LCO 3.0.3 ENTRY AND LOSS OF SAFETY FUNCTION DUE TO LOSS OF TURBINE BUILDING HIGH ENERGY LINE BREAK COMPENSATORY MEASURE

"At 2225 CDT on 4/18/2010, Operations discovered that the Unit 1 Turbine Building Truck Aisle Rollup Door Security Fence was closed. This fence was to be maintained open as the truck aisle is a required drainage path from the Unit 1 Turbine Building to outside in the event of flooding resulting from a High Energy Line Break (HELB). With the expanded metal mesh door [fence] closed, turbine building debris could clog the drainage path and result in a higher than calculated water level being reached for this event. As the final water level cannot be predicted, this represented an unanalyzed condition. The higher water levels would be reached at least one hour after the postulated turbine building HELB event. High water levels could result in a Loss of Safety Function for Unit 1 Emergency Diesel Generators. Auxiliary Feedwater (both units) and DC Electrical Power (both units) if water levels exceed critical heights in the associated rooms.

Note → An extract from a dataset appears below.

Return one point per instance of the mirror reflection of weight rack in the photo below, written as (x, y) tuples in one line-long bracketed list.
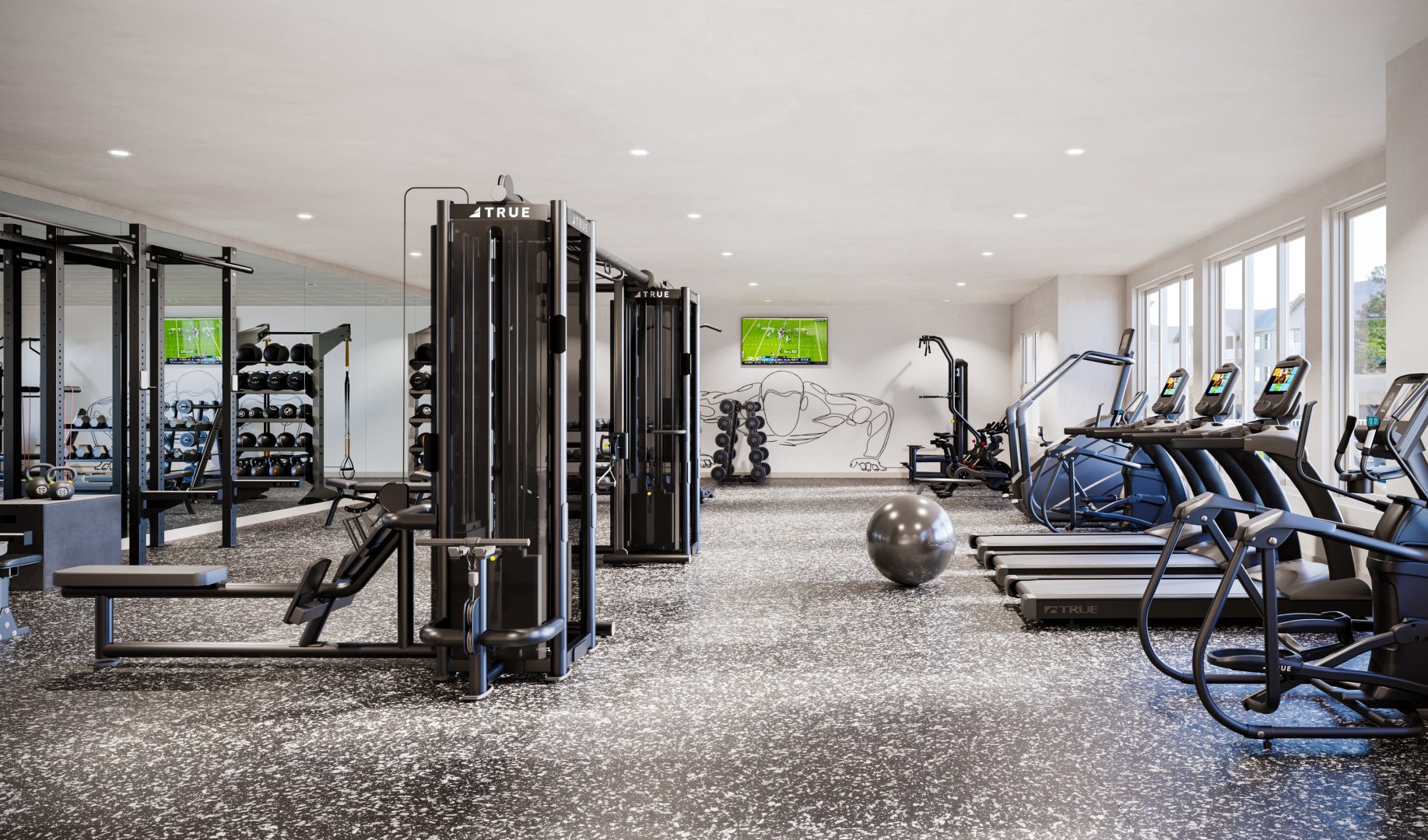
[(419, 395)]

"The doors [fence] were reopened at 2227 CDT. Unit 1 entered LCO 3.0.3 for this two minute period. With the doors [fence] opened, Unit 1 and 2 LCO conditions were again satisfied.

"The Unit 2 truck aisle was in the assumed condition, and Unit 2 is in Mode 5 so loss of AFW or DC power would not result in an LCO 3.0.3 entry. Unit 2 Emergency Diesel Generators are not affected as the Unit 2 truck aisle drain path would prevent water levels from reaching critical heights.

"The initial investigation determined that a Security Officer had closed the gate at approximately 1855 CDT on 4/18/2010.

"The NRC Resident Inspector has been notified. A press release is not planned."